V0 represents the initial flow velocity, and the diffusion coefficient Ds has a value of 5 × 10−11 m2 s−1.31 The association rate constant, dissociation rate constant, and diffusion coefficient were set based on values reported for the IgG–anti-IgG protein pair. The simulation couples laminar flow, dilute-species transport, and surface reactions to elucidate the mechanisms by which analyte transport interacts with surface antigen-binding reactions in microfluidic systems. This study provides a theoretical foundation for the optimized design of microfluidic immunoassay systems.

Results and discussion

An automated microfluidic system was developed for rapid IHC staining. The system consists of four main modules: a control panel, an injection pump, a temperature control unit, and a microfluidic chip (Fig. 1a). A photograph of the experimental setup is provided in Fig. S1a. Reaction parameters, including incubation time, reagent volume, and flow rate, can be preset via the control panel (Fig. S1c).
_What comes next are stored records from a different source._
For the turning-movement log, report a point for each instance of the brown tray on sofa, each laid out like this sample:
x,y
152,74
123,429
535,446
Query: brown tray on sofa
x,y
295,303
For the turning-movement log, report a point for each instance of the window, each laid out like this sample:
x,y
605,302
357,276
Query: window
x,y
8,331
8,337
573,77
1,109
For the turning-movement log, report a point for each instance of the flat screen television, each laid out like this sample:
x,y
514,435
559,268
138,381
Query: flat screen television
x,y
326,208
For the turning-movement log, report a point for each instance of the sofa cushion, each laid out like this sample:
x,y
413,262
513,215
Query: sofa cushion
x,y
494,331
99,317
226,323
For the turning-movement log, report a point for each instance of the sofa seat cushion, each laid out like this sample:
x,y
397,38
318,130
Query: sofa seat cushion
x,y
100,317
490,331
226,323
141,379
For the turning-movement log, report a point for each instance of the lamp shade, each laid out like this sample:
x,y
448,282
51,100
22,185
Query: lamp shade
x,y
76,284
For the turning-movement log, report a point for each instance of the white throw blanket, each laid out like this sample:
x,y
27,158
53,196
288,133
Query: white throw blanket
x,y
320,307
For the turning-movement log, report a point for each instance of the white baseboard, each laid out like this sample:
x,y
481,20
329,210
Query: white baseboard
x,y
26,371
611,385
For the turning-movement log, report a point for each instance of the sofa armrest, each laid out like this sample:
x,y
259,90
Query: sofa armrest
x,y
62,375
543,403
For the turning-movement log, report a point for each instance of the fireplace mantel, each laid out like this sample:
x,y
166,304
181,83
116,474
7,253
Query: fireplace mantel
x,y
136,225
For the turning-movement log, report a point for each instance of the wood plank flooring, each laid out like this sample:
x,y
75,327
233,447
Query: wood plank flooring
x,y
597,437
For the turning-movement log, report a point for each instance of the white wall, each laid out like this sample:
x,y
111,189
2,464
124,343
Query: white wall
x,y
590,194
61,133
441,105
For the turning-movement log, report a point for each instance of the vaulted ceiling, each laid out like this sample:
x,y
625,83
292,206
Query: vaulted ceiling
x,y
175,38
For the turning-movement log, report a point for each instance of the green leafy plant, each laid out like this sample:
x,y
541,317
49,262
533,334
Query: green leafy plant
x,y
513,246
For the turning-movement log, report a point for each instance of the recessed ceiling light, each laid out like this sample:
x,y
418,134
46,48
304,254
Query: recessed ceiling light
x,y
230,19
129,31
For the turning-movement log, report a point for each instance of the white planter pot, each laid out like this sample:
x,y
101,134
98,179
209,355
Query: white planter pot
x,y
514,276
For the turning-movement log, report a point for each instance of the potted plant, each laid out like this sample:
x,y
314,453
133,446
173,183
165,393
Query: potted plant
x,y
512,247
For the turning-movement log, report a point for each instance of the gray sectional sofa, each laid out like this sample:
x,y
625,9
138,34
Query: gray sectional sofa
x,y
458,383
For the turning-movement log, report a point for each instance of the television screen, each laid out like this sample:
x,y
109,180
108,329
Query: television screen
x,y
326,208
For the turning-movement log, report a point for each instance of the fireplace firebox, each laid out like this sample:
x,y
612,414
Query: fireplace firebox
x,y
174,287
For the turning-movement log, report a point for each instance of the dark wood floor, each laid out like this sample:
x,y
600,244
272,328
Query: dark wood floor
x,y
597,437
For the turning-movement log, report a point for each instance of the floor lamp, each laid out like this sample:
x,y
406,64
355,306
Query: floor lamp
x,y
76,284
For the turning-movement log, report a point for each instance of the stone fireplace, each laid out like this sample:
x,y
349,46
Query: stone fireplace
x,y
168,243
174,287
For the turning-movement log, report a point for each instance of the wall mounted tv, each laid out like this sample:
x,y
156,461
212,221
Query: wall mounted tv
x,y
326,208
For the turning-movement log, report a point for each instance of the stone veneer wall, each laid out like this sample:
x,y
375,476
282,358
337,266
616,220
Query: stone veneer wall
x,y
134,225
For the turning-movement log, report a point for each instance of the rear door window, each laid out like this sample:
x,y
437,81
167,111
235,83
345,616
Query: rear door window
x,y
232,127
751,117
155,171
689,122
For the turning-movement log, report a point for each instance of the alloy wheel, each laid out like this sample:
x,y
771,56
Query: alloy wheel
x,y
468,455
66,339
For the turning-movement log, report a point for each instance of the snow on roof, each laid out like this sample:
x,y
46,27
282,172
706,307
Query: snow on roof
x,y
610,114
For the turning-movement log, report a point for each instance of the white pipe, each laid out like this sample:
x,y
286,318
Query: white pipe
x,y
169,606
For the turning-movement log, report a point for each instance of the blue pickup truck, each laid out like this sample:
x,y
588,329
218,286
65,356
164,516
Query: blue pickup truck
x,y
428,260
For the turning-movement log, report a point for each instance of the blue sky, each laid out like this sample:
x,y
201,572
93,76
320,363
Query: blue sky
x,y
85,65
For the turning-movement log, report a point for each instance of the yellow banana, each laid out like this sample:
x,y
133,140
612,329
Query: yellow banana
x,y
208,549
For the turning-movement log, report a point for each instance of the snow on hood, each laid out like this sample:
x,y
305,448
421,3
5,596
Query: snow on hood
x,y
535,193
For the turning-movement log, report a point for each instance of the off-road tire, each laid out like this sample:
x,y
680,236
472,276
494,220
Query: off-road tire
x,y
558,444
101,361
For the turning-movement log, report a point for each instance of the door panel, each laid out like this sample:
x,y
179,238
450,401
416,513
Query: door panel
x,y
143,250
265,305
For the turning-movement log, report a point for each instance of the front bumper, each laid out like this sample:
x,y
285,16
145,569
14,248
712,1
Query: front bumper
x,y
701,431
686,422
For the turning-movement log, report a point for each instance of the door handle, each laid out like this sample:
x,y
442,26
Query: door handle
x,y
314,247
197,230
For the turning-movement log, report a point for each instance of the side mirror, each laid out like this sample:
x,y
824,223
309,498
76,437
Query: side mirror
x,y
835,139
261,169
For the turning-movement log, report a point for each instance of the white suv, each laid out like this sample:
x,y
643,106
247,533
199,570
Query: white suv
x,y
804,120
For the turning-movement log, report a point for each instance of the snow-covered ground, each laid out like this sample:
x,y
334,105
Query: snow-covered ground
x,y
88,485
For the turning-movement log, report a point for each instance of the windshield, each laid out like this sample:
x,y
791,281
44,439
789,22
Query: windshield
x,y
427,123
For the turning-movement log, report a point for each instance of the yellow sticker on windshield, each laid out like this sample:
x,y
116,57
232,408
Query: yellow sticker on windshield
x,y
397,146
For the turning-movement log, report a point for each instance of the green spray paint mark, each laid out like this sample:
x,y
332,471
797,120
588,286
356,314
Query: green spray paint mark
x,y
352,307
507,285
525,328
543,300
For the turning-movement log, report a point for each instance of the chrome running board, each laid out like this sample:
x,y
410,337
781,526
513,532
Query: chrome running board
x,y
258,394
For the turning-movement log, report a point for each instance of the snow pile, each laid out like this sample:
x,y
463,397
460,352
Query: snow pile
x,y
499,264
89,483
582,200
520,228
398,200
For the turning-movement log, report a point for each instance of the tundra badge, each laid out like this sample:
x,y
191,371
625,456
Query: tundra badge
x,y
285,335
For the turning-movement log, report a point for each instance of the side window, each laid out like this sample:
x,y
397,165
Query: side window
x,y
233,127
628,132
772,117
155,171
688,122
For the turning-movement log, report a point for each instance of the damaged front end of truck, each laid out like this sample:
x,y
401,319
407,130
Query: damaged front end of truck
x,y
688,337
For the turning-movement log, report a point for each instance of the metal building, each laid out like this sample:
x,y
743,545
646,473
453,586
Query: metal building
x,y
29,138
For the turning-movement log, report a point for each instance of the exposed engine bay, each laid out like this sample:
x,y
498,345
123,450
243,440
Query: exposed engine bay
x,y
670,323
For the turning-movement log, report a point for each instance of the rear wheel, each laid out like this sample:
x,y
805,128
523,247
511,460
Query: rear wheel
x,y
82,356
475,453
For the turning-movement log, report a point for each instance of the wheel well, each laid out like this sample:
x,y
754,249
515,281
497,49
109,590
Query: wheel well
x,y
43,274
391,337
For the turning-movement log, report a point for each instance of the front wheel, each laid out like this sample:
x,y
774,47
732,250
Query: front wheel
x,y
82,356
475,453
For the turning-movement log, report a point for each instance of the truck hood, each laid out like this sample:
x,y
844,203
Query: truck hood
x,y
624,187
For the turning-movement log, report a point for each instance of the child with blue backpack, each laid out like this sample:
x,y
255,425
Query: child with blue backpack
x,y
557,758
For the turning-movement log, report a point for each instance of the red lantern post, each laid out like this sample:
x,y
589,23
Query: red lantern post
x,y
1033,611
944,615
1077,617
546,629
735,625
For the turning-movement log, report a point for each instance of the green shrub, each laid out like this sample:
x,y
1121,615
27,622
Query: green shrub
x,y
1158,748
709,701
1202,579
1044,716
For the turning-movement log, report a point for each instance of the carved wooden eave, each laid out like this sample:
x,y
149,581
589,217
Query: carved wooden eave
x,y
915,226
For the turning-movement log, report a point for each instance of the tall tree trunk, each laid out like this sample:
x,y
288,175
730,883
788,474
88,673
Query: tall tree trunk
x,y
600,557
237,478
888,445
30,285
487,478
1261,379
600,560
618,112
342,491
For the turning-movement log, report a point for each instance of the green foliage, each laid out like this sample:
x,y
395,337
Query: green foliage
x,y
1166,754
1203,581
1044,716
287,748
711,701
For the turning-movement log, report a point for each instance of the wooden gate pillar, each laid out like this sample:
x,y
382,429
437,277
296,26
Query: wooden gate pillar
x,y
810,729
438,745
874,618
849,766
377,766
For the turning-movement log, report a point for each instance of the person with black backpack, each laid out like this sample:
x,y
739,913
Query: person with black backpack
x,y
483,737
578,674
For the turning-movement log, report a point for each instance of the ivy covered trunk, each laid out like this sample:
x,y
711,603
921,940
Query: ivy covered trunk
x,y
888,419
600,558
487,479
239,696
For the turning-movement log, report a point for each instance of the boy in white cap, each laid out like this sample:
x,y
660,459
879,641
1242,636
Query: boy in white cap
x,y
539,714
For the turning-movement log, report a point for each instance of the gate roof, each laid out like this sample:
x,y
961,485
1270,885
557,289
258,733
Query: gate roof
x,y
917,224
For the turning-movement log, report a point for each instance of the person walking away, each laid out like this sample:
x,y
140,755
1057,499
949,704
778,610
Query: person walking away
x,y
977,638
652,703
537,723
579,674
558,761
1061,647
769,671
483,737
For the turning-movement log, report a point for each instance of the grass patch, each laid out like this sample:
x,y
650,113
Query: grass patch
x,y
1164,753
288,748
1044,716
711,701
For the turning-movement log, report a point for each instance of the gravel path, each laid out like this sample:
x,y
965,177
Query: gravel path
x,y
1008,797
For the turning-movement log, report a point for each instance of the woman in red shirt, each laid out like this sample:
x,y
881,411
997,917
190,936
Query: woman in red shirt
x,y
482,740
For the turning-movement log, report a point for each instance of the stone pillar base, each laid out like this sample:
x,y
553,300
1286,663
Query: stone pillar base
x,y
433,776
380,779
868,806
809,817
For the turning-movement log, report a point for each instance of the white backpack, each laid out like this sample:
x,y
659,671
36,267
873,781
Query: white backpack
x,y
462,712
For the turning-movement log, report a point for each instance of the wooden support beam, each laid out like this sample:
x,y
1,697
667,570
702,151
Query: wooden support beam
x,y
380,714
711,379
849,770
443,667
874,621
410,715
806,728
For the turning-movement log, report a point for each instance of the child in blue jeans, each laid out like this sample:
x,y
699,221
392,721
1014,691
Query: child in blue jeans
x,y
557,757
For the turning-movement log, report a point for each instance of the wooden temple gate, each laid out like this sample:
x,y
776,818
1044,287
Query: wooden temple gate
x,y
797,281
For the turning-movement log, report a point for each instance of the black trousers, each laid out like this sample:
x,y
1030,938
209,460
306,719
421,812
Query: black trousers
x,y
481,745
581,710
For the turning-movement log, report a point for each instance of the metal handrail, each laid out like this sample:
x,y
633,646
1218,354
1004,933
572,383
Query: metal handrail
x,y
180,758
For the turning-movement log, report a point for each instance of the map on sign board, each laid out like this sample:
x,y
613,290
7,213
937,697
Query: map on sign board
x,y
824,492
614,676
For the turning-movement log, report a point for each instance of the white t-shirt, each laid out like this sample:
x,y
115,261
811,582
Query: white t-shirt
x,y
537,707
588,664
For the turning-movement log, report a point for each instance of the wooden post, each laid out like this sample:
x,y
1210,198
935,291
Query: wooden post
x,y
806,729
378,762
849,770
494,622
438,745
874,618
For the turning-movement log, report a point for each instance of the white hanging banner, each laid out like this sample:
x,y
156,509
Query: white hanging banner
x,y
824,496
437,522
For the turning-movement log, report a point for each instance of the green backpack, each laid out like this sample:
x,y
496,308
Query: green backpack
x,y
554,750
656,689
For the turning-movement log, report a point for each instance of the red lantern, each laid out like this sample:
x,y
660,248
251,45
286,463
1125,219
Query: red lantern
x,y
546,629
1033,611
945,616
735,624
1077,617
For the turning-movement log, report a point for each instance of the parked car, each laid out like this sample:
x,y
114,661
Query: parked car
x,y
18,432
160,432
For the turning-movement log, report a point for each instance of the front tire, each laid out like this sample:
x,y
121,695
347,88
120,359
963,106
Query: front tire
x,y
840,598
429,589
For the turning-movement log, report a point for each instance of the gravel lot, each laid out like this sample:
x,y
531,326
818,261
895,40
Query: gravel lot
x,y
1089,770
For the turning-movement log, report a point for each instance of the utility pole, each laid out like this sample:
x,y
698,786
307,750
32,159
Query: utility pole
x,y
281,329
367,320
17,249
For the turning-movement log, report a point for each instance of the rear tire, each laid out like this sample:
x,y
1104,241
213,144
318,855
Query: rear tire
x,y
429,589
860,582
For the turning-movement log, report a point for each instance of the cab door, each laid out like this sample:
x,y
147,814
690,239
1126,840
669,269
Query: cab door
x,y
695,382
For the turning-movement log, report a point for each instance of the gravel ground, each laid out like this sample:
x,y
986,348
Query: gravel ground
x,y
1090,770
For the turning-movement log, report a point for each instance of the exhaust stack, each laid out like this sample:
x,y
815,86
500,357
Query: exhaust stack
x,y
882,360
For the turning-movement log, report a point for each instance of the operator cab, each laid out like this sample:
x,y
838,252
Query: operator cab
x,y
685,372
The injection pump, which operates according to programmed parameters, is equipped with eight inlet ports connected to reagent reservoirs and one outlet port connected to the microfluidic chip inlet. The microfluidic chip was reversibly bonded within a metal fixture (Fig. S1b) and placed on a heating plate maintained at 37 °C. Upon initiation, the system automatically executes the entire staining process, including antibody incubation, washing, and chromogenic development.
image file: d6lc00089d-f1.tif
Fig. 1 Schematic diagram of antibody incubation and staining process in microfluidic immunohistochemistry. (a) Schematic diagram of the microfluidic immunohistochemical staining system. (b) A sealed reaction chamber is formed by reversibly clamping the microfluidic chip to the tissue section slide; reagent circulation within the chamber is driven by pressure. (c) Side view of reagent circulation within the microfluidic chamber.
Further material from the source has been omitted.